Monday, October 17, 2005

What The Media Cycle Can Learn From Cricket

The great curse of journalism is the curse of the cliche. It is a curse which has its most profound effect on sports journalism, where the same phrases are used over and over again, even in the description of events that, if compared, bear little resemblance to one another. Why are good cover drives always "majestic"? Why does a shot in football that hits the post "rattle the woodwork"? Do tactical battles really turn into a "game of chess"? More to the point, if there are so many "positives" to be taken from each game, why does sport always seem so negative?

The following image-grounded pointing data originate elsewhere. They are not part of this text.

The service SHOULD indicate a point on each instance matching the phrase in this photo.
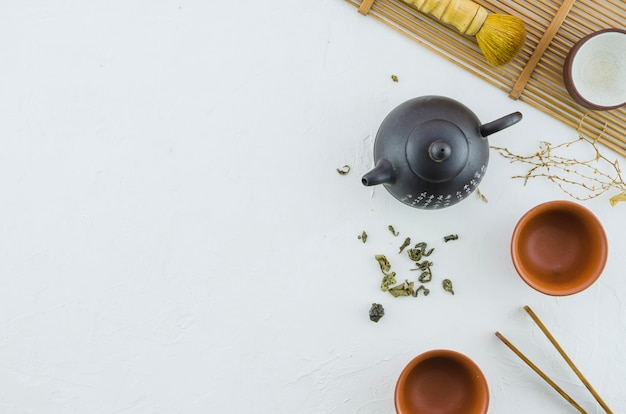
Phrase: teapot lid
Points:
(437, 150)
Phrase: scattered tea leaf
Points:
(451, 237)
(426, 276)
(385, 266)
(388, 280)
(362, 236)
(404, 245)
(403, 289)
(418, 251)
(392, 230)
(423, 289)
(343, 170)
(376, 312)
(447, 285)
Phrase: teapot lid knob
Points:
(437, 150)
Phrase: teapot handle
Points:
(499, 124)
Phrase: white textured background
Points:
(174, 237)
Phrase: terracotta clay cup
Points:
(559, 248)
(443, 382)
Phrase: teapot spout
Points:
(383, 173)
(500, 124)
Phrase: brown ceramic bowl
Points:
(559, 248)
(594, 71)
(441, 382)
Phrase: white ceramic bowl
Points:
(594, 71)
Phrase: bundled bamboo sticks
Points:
(567, 359)
(552, 27)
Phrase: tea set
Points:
(432, 152)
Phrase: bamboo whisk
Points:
(499, 36)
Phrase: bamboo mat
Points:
(535, 75)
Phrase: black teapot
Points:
(432, 152)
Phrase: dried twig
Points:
(580, 179)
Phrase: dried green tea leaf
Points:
(392, 230)
(399, 290)
(418, 251)
(385, 266)
(426, 276)
(362, 236)
(343, 170)
(376, 312)
(447, 285)
(388, 280)
(423, 289)
(451, 237)
(404, 245)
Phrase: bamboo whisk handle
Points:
(465, 15)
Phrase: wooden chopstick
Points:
(540, 372)
(567, 359)
(564, 355)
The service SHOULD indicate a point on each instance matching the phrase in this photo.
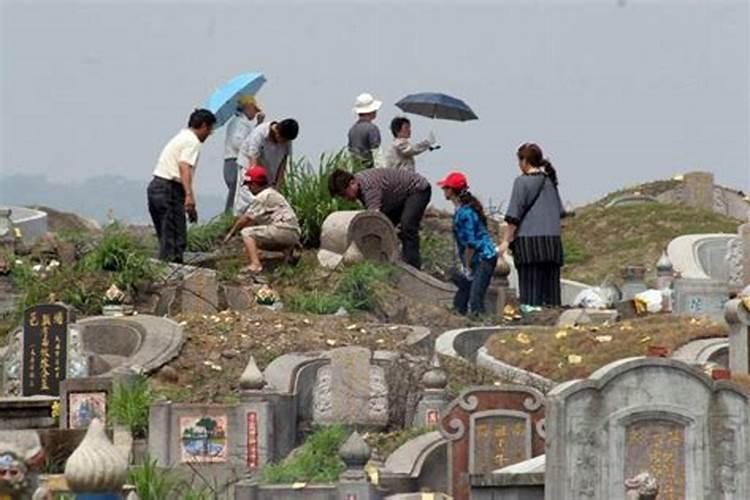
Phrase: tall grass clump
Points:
(129, 405)
(317, 461)
(204, 237)
(306, 189)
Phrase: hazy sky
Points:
(616, 92)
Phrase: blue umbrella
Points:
(436, 105)
(223, 101)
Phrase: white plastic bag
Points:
(590, 298)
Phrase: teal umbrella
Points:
(223, 101)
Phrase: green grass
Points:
(130, 403)
(600, 241)
(356, 288)
(317, 461)
(205, 237)
(306, 189)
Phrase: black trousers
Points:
(409, 218)
(539, 283)
(166, 204)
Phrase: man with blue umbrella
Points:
(170, 192)
(240, 126)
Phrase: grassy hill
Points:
(599, 241)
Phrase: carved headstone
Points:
(699, 190)
(45, 349)
(489, 428)
(737, 316)
(744, 233)
(354, 235)
(351, 390)
(647, 414)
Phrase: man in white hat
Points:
(364, 136)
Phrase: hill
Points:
(599, 241)
(96, 197)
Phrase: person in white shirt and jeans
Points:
(170, 192)
(239, 128)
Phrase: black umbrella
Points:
(436, 105)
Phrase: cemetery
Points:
(345, 375)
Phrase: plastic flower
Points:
(266, 296)
(522, 338)
(114, 295)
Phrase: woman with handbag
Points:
(533, 229)
(476, 249)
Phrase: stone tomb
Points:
(223, 438)
(351, 390)
(82, 400)
(650, 415)
(45, 349)
(489, 428)
(357, 235)
(737, 315)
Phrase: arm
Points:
(186, 177)
(243, 220)
(405, 148)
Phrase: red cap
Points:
(257, 175)
(454, 180)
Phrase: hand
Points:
(190, 209)
(503, 248)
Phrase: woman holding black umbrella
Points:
(533, 229)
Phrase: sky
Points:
(616, 92)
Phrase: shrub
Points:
(358, 284)
(205, 237)
(316, 461)
(316, 302)
(152, 482)
(129, 405)
(306, 189)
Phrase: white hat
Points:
(366, 103)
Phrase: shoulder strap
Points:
(533, 200)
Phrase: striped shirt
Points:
(387, 189)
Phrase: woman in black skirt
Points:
(533, 229)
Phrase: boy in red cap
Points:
(268, 222)
(475, 246)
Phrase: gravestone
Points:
(699, 190)
(356, 235)
(350, 390)
(744, 234)
(45, 349)
(737, 316)
(633, 281)
(699, 297)
(489, 428)
(653, 415)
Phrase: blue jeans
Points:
(470, 294)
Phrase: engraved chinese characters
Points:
(657, 446)
(45, 349)
(499, 441)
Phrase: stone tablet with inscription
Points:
(45, 349)
(654, 415)
(351, 390)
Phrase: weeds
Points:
(357, 289)
(306, 189)
(129, 405)
(152, 482)
(204, 237)
(317, 461)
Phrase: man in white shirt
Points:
(268, 146)
(268, 222)
(239, 128)
(170, 192)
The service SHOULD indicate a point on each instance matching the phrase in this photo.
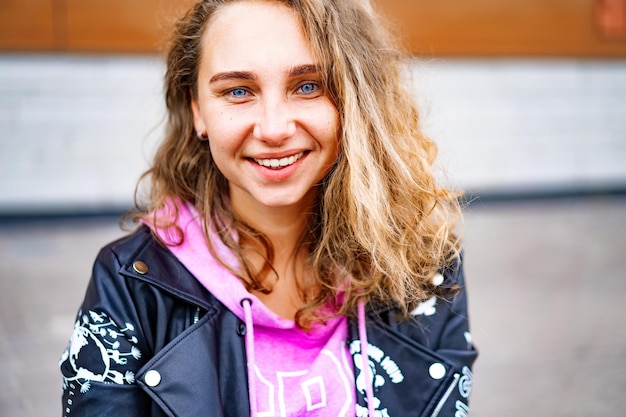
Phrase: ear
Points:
(198, 122)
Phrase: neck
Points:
(283, 226)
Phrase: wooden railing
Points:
(513, 28)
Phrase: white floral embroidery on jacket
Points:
(98, 350)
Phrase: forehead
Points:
(255, 32)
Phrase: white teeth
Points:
(279, 163)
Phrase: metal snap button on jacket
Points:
(140, 267)
(152, 378)
(437, 371)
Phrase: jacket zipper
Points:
(196, 315)
(445, 397)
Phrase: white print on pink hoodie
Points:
(296, 373)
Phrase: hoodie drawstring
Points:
(369, 378)
(246, 303)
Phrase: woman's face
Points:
(273, 131)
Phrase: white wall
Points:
(77, 131)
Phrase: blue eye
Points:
(238, 92)
(307, 88)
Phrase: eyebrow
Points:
(246, 75)
(304, 70)
(232, 75)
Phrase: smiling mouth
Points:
(279, 163)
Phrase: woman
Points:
(296, 256)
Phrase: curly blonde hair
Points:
(382, 226)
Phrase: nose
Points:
(275, 122)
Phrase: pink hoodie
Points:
(290, 372)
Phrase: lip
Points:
(277, 174)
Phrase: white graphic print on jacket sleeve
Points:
(426, 308)
(377, 359)
(98, 350)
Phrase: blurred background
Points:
(526, 99)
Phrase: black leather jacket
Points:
(150, 340)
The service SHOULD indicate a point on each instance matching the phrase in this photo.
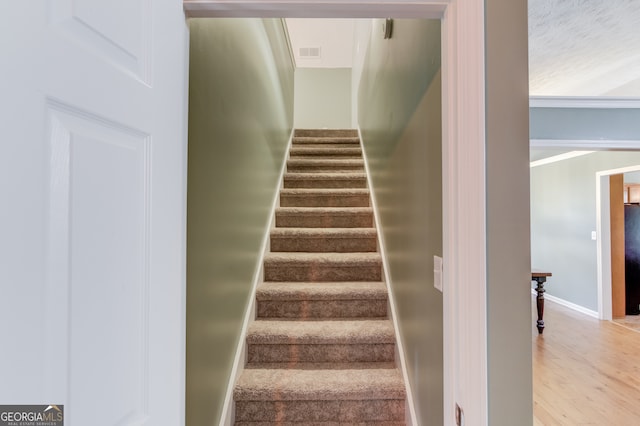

Naturally, the power of sport is that every individual game, for all its differences, is recognisable because it takes on similar forms. That shouldn't be taken to mean that the same language, the use of the same terminology, is always appropriate. Indeed, it can make the individual game appear stale, an act of conformity, rather than allowing us to appreciate differences, to appreciate individual skill, to appreciate the drama that is what makes sport quite as evocative as it is.

In April, Amit Varma bemoaned the overuse of cliches in cricket.
What shocks me as a reader, and saddens me as a writer, is how in many Indian
publications mastery of this dialect is considered a virtue. And television has
actually sanctified it. For celebrities-turned-commentators, in fact, who have
received no training in writing or commentary, the easiest way to cope is to
pick up such shorthand. And if you learn the dialect, you are at least never at
loss for something to say, for every situation evokes a basket of cliches to
choose from.

Despite its undoubted status as the finest game played on this planet, cricket is perhaps particularly vulnerable to the overuse of the cliche, or the "dialect" as Varma terms it. A Test match, if it runs its full distance, goes on for five days, and involves 30 hours of action - not to mention the lunch breaks! Multiply this by three, four or even five for a whole series, and it is no wonder that a recourse to the same stock phrases is sought. Varma is right to point out, too, that the lack of journalistic training for many celebrities and ex-players means that there isn't a professionalism to the coverage of cricket that in an ideal world there would be.

The point, of course, is that a crude oversimplification of any state of affairs runs the risk of failing to highlight the nuances of a game, which is where the true beauty, and real interest lies. That's not just a failing of cricket coverage, though. Look at the 24-hour news channels. In my university vacations, I often spend time catching up on the world as seen by Murdoch on Sky. The news is shockingly under-developed, and it is the same on BBC News 24, and just about any other news channel I've come across in the world.

The Boxing Day Tsunami, for example, absolutely dominated the news cycle - yet the primary focus seemed to be getting more and more amateur photography of the coming of the waves. More in-depth analysis - such as pointing out the severity of the aftershocks (many of them were among the largest quakes of the last 10 years) was left to the broadsheets. That can't be right. A written article may have room for subtlety that simply cannot be introduced to a TV show. But there is more than enough time for TV news to be more informative. Rather than deciding a channel's angle on a story and repeating it ad nauseam at the appointed minute on the hour, I'd far rather see high-quality, in-depth reporting on a variety of topics. Something like BBC2's "Correspondent" series, only on a more regular basis. The same goes for political interviewing - rather than chasing the soundbite, why can't we actually start discussing things intelligently (not confrontationally) in longer pieces?

The hint, I think, comes from the greatest of all cricket broadcasters, Richie Benaud. The commentators who Varma complains about in his article have a tendency to talk all the time. When you are constantly filling the air with noise, there is a much greater chance of that noise being little more than hot air. There's no time for reflection or considered opinion. Benaud is considered the great cricket broadcaster due to his more cerebral approach - he doesn't lose his friendly manner, but never speaks unless he genuinely thinks that he can add something to the picture. There's time to reflect and take in what you see in front of you.

That's not always possible in cricket, and it's not always possible when considering the news, either. So desperate are the broadcasters to fill their airtime with "breaking news", there is often little consideration of what's important. Richie Benaud shows us, however, that less is more. We don't need to have the minutiae relayed to us. Instead we should be given the really pertinent news, and have it explained to us properly.

There is, of course, one more piece of advice for the news cycle. Channel 4, when it took over cricket coverage, employed Simon Hughes as "The Analyst" - every half-hour or so he'd pop up with some detailed analysis of technique, field placing, or bowling accuracy to help place the match in greater context. The news channels should think about this too. Don't just feed us the same regurgitated crap about a country. Don't just tell us Germany is in paralysis - do a half-hour programme explaining the election results in detail, why their system operates in the way that it does, something like that. Give us the story behind the headline.